[comp.arch] Why FP at all?

stephen@estragon.uchicago.edu (Stephen P Spackman) (09/05/90)

Please excuse the quasi-flamage....

Am I really dense, or have I completely missed the point? Why are we
burning silicon on floating point arithmetic when we could have fast
128-bit INTEGER arithmetic? Why do all the great arguments for RISC
suddenly evaporate when FP looms?

Seems to me that 90% of the floating point code I've seen had a
dynamic range that was low *and potentially known to the compiler*; it
could have been directly compiled into scaled integers. Of what's
left, much was pretty weird stuff with unpredictable behaviour and the
exponent in fixed format FP was not big ENOUGH and maybe it should
have been broken out into a separately specifiable (and independently
computed) exponent ([int, long]float, you see).

Ok, so we can do the full analysis; maybe there're a couple of
normalisation-shifts that deserve instructions, but I am *so tired* of
having the silicon on my PC and my workstation wasted on floating
point when all I want is Emacs and Unix and X to be tolerably fast
(which on a Sparc they aren't). Sniff.

Sorry about that. But it really does seem to me that floating point is
the most INCREDIBLY arcane and domain-specific hack, it has nothing
approaching the utility of arbitrary-precision integer arithmetic,
bitblt, finite-field arithmetic, graph-rewrite, unification or just
more registers.

Of course, I'm not into weather-prediction. Then again, I only ever
met one programmer who was.

Somehow it seems to me that we are being led by the nose by marketing
types and the ghosts of languages past.

stephen p spackman  stephen@estragon.uchicago.edu  312.702.3982

amull@Morgan.COM (Andrew P. Mullhaupt) (09/05/90)

In article <STEPHEN.90Sep5000536@estragon.uchicago.edu>, stephen@estragon.uchicago.edu (Stephen P Spackman) writes:
> Please excuse the quasi-flamage....
> 
> Am I really dense, or have I completely missed the point? Why are we
> burning silicon on floating point arithmetic when we could have fast
> 128-bit INTEGER arithmetic?
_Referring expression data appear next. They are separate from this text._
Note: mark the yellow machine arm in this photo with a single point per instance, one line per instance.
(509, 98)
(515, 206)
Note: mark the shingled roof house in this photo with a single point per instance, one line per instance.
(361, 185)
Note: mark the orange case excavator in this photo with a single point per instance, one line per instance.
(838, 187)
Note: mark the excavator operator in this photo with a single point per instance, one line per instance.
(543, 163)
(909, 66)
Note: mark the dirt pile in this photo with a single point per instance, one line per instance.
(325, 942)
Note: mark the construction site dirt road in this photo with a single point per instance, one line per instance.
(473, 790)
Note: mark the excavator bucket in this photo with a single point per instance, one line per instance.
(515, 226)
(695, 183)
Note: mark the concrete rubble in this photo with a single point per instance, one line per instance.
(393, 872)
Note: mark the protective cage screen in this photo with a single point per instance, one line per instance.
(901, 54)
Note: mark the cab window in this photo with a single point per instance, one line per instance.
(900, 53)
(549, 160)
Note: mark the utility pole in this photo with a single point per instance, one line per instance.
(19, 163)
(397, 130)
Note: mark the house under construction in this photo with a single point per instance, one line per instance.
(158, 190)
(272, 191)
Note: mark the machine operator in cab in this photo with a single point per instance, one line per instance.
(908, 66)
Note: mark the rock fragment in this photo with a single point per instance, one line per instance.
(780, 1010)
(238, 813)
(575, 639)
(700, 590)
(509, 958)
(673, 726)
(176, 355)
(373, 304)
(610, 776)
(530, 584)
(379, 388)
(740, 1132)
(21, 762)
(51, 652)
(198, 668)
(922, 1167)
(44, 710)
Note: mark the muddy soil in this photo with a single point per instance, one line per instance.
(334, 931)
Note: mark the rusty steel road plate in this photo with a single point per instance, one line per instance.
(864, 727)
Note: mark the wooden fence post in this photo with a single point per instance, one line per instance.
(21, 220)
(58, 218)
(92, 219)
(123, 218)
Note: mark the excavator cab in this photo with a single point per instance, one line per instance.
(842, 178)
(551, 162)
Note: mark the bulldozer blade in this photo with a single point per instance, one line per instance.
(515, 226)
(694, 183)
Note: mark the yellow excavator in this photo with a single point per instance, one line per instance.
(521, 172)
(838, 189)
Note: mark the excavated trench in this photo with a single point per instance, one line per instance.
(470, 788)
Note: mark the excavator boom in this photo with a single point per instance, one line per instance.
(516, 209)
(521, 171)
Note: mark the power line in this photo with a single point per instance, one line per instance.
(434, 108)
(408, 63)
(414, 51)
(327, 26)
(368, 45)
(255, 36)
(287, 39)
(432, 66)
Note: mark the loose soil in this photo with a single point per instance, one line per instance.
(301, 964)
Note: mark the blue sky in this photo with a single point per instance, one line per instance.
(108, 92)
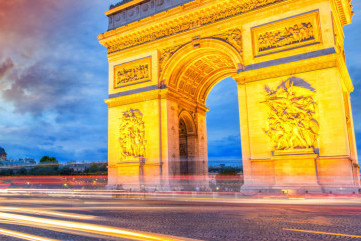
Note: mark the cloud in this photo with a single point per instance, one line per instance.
(54, 80)
(5, 67)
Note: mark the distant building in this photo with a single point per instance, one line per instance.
(27, 162)
(3, 154)
(77, 166)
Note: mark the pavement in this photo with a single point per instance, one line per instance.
(98, 215)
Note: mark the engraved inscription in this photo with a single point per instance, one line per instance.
(292, 122)
(132, 73)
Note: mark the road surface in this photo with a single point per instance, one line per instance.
(28, 216)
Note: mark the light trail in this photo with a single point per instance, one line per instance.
(90, 228)
(325, 233)
(24, 236)
(46, 213)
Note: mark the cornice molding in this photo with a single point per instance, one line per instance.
(119, 39)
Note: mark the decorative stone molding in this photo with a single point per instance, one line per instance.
(186, 23)
(232, 37)
(285, 34)
(135, 72)
(292, 120)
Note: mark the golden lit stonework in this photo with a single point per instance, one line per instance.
(165, 58)
(132, 73)
(292, 120)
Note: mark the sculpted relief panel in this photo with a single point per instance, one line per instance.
(132, 135)
(187, 23)
(292, 122)
(285, 34)
(133, 72)
(232, 37)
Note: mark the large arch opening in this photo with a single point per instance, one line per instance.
(223, 126)
(190, 75)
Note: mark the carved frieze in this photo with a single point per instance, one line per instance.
(133, 72)
(166, 54)
(233, 37)
(292, 122)
(286, 34)
(189, 22)
(132, 135)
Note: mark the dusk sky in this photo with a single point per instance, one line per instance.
(54, 79)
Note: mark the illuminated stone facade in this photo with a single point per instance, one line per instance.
(294, 89)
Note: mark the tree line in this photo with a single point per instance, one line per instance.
(49, 166)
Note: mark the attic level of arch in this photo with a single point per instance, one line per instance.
(191, 15)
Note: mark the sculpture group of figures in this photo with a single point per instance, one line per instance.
(292, 120)
(132, 134)
(127, 75)
(291, 35)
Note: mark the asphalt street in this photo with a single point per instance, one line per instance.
(51, 217)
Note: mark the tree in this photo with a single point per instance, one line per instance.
(228, 179)
(48, 160)
(22, 171)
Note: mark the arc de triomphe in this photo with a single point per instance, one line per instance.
(287, 58)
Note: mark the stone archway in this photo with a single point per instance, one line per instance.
(293, 91)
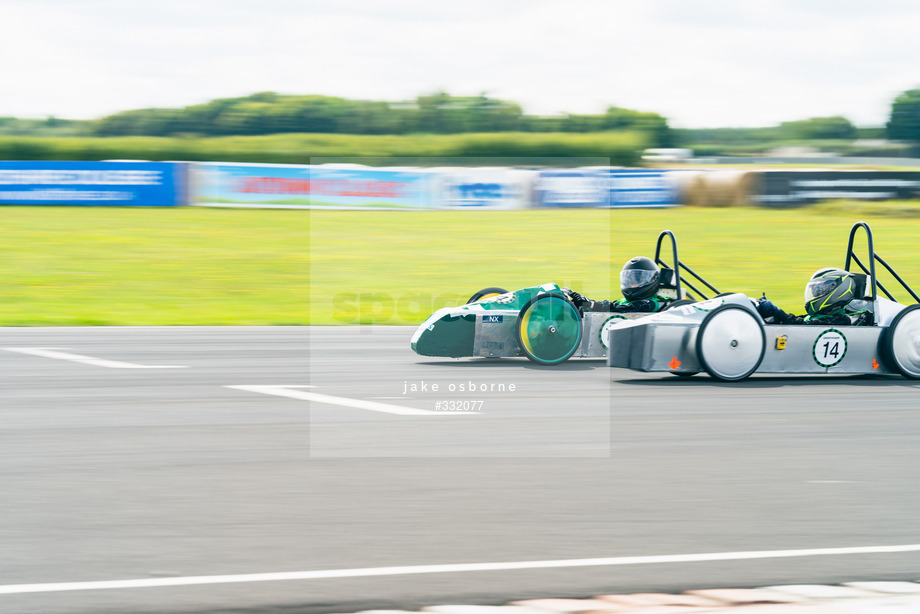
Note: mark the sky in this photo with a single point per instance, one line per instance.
(699, 63)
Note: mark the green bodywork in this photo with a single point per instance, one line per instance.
(451, 331)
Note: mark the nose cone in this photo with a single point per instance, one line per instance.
(444, 334)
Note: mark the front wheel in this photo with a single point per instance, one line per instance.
(730, 343)
(549, 329)
(901, 346)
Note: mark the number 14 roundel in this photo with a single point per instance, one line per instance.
(830, 348)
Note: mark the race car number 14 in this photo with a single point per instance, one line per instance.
(830, 348)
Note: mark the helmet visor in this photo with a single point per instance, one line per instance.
(636, 278)
(819, 287)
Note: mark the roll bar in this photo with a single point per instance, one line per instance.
(678, 265)
(873, 258)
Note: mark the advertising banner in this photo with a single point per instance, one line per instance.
(790, 188)
(481, 188)
(308, 187)
(604, 187)
(572, 188)
(134, 184)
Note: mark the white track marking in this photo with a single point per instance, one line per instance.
(450, 568)
(87, 360)
(292, 393)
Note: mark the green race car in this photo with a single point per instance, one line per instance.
(539, 322)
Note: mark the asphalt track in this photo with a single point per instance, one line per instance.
(113, 471)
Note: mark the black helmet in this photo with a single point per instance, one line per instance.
(829, 289)
(639, 279)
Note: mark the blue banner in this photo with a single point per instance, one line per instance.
(314, 187)
(135, 184)
(604, 188)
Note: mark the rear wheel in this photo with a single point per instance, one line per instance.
(901, 347)
(730, 343)
(486, 293)
(549, 329)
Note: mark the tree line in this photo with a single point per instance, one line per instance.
(438, 113)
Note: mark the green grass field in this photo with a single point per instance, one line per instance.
(193, 266)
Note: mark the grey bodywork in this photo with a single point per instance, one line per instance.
(667, 341)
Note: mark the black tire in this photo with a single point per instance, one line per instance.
(549, 329)
(900, 348)
(723, 331)
(486, 293)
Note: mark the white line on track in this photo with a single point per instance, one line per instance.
(292, 393)
(450, 568)
(87, 360)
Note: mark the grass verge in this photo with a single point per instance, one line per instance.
(195, 266)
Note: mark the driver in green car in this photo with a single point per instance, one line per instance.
(639, 281)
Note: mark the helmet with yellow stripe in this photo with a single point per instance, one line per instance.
(829, 289)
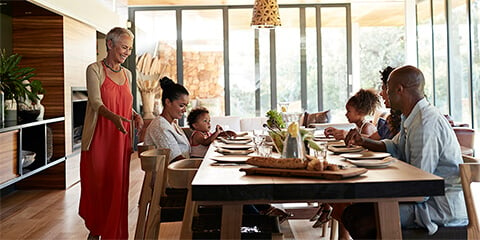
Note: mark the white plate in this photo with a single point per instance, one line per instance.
(235, 146)
(235, 152)
(372, 163)
(231, 158)
(236, 141)
(343, 149)
(365, 155)
(324, 139)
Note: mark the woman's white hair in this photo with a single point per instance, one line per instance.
(116, 33)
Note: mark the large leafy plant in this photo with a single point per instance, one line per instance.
(12, 79)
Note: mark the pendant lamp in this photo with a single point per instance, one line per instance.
(265, 14)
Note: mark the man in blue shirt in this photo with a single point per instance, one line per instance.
(427, 141)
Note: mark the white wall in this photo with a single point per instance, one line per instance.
(90, 12)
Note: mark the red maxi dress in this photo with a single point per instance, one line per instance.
(104, 168)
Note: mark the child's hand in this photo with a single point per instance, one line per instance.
(338, 134)
(218, 129)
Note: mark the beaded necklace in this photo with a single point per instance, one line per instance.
(111, 68)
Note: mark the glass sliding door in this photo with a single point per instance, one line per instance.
(314, 82)
(440, 56)
(241, 63)
(334, 60)
(425, 45)
(459, 59)
(287, 40)
(231, 68)
(475, 53)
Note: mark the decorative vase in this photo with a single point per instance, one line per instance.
(10, 110)
(148, 100)
(40, 107)
(293, 146)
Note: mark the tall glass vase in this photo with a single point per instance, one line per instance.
(40, 107)
(10, 110)
(293, 146)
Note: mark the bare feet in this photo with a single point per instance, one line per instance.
(324, 215)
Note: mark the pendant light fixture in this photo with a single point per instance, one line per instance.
(265, 14)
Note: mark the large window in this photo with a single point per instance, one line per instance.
(447, 44)
(241, 64)
(475, 53)
(233, 69)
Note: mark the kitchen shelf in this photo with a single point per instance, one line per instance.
(44, 137)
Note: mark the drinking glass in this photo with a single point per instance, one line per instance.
(322, 153)
(265, 150)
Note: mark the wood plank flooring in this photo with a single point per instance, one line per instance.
(53, 214)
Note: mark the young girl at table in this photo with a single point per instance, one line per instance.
(360, 105)
(201, 138)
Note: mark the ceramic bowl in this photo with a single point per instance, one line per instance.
(28, 158)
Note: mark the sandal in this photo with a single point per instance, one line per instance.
(325, 215)
(277, 212)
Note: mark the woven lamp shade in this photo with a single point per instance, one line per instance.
(265, 14)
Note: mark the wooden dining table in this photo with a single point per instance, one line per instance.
(225, 185)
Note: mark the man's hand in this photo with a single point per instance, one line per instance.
(353, 138)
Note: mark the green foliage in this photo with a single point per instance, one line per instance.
(279, 137)
(12, 79)
(275, 120)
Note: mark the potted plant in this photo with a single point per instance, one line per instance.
(15, 83)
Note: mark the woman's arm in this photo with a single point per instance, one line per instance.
(94, 81)
(200, 139)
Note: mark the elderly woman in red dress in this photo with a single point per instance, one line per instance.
(106, 141)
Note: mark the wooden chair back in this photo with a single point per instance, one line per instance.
(466, 139)
(469, 173)
(154, 163)
(142, 147)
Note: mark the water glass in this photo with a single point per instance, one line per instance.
(322, 153)
(265, 150)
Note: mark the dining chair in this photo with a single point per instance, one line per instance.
(470, 159)
(469, 173)
(142, 147)
(466, 139)
(180, 175)
(153, 163)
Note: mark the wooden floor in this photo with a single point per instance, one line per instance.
(53, 214)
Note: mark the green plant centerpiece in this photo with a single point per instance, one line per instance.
(278, 133)
(15, 80)
(16, 85)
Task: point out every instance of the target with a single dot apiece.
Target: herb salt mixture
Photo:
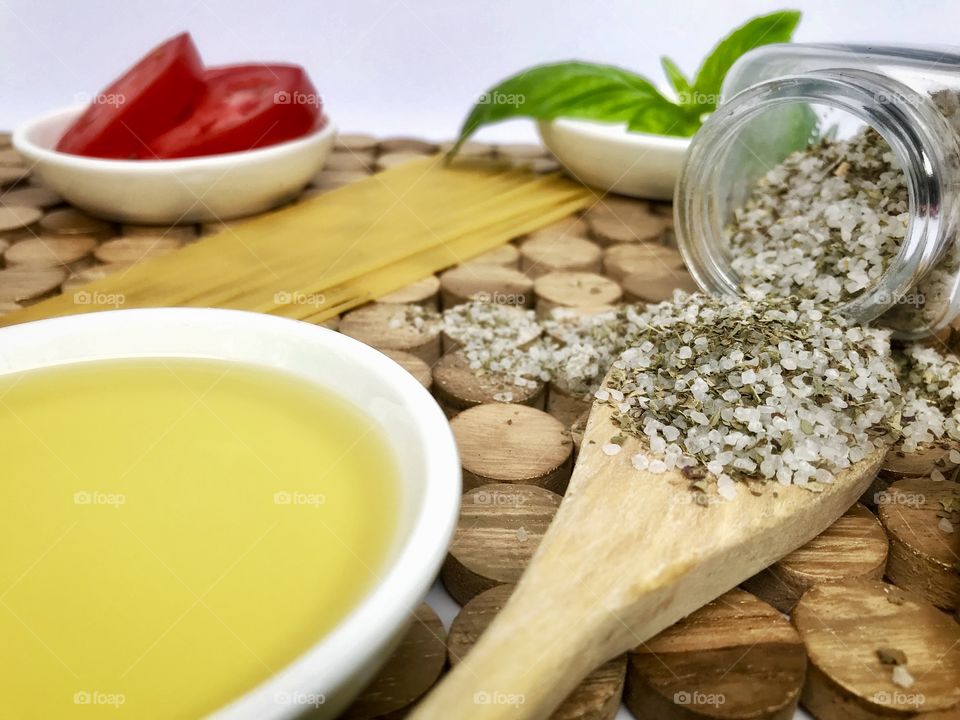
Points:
(752, 390)
(931, 397)
(824, 224)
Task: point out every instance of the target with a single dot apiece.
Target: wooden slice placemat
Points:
(499, 529)
(736, 657)
(410, 671)
(857, 633)
(509, 443)
(854, 547)
(924, 545)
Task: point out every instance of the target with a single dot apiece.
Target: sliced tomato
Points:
(152, 96)
(245, 107)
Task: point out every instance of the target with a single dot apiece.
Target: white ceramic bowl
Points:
(202, 189)
(610, 158)
(340, 664)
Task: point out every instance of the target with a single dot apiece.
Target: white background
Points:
(406, 66)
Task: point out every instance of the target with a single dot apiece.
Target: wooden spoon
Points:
(628, 554)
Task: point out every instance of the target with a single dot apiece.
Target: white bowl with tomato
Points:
(171, 141)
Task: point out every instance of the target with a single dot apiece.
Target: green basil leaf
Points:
(764, 30)
(677, 80)
(662, 117)
(573, 90)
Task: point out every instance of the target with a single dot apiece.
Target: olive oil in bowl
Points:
(177, 530)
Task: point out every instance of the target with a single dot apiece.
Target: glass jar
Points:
(783, 99)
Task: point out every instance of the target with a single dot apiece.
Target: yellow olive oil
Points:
(176, 530)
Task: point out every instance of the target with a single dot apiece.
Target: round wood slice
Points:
(922, 462)
(565, 406)
(655, 285)
(407, 144)
(46, 252)
(541, 255)
(27, 285)
(70, 221)
(182, 233)
(489, 283)
(35, 197)
(333, 179)
(506, 255)
(522, 151)
(577, 429)
(458, 387)
(389, 160)
(350, 161)
(541, 166)
(96, 272)
(422, 292)
(520, 316)
(596, 698)
(573, 289)
(854, 547)
(410, 671)
(469, 149)
(923, 556)
(357, 142)
(131, 250)
(570, 226)
(626, 259)
(736, 657)
(852, 633)
(17, 217)
(498, 531)
(392, 327)
(509, 443)
(413, 365)
(625, 221)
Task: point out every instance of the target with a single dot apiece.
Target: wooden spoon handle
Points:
(524, 664)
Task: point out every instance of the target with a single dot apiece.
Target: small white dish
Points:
(201, 189)
(608, 157)
(337, 667)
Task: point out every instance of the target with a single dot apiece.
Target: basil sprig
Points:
(611, 94)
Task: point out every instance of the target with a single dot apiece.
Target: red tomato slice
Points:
(152, 96)
(245, 107)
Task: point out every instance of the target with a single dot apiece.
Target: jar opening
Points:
(783, 143)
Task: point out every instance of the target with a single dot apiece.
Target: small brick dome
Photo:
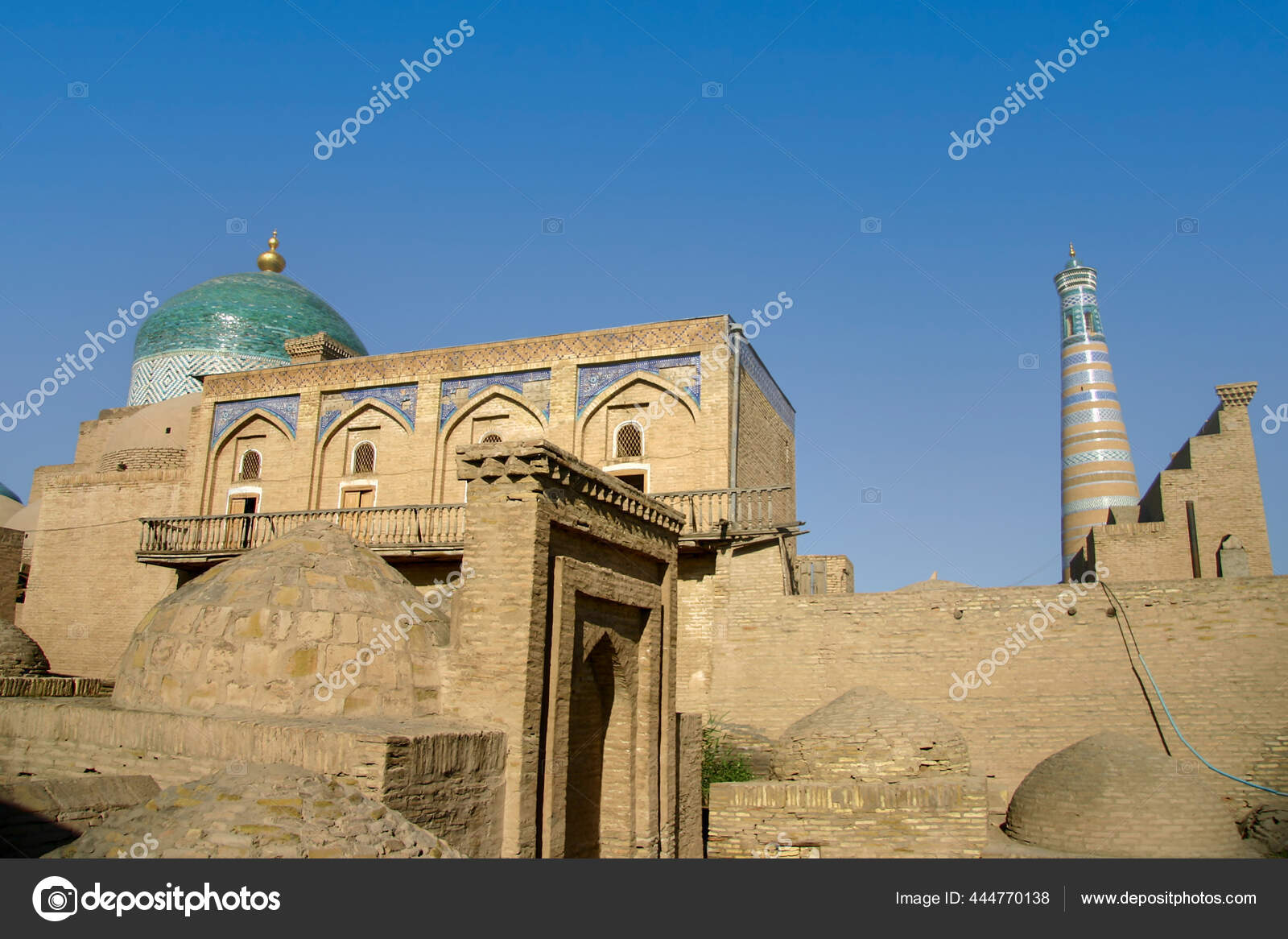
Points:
(255, 633)
(19, 655)
(869, 736)
(259, 812)
(1118, 796)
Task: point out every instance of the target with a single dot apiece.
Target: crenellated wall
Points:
(1217, 648)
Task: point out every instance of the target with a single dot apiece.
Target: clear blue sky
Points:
(903, 345)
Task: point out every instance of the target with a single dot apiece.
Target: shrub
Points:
(720, 763)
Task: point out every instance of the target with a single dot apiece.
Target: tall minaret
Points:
(1096, 466)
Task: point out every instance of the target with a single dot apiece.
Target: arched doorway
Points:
(590, 714)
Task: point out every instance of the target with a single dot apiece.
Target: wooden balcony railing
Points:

Why do all the great arguments for RISC
> suddenly evaporate when FP looms?

I can only answer your second question.

> Seems to me that 90% of the floating point code I've seen had a
> dynamic range that was low *and potentially known to the compiler*; it

It would seem you haven't seen much code for scientific computation,
or many subroutine libraries. If I compile say, and inner product
subroutine am I then supposed to go around remembering what scaling
is appropriate and what length vectors it can handle? 

> could have been directly compiled into scaled integers. Of what's
> left, much was pretty weird stuff with unpredictable behaviour and the
> exponent in fixed format FP was not big ENOUGH and maybe it should
> have been broken out into a separately specifiable (and independently
> computed) exponent ([int, long]float, you see).

Ok, _you_ might consider Linpack pretty weird stuff but I think this
would put you in a decided minority.

> Ok, so we can do the full analysis; maybe there're a couple of
> normalisation-shifts that deserve instructions, but I am *so tired* of
> having the silicon on my PC and my workstation wasted on floating
> point when all I want is Emacs and Unix and X to be tolerably fast
> (which on a Sparc they aren't). Sniff.

I keep my emacs and X on a Sun 3 where they belong. The RISC machines
have better things to do than message passing. 

> Of course, I'm not into weather-prediction. Then again, I only ever
> met one programmer who was.

NCAR is actually a large place. Weather prediction is a billion dollar
problem. Damage due to severe storms, floods, droughts is usually
in the billions _every_ year. Our best attempts in this regard still
fall short, but you can't argue that they're not worth it. It may
be possible to predict El Nino, (that's what my old Ph.D. advisor is
into these days...) and there is a lot of California exposed to this
one. Naturally, a billion dollar problem can justify quite a few
programmers.

> Somehow it seems to me that we are being led by the nose by marketing
> types and the ghosts of languages past.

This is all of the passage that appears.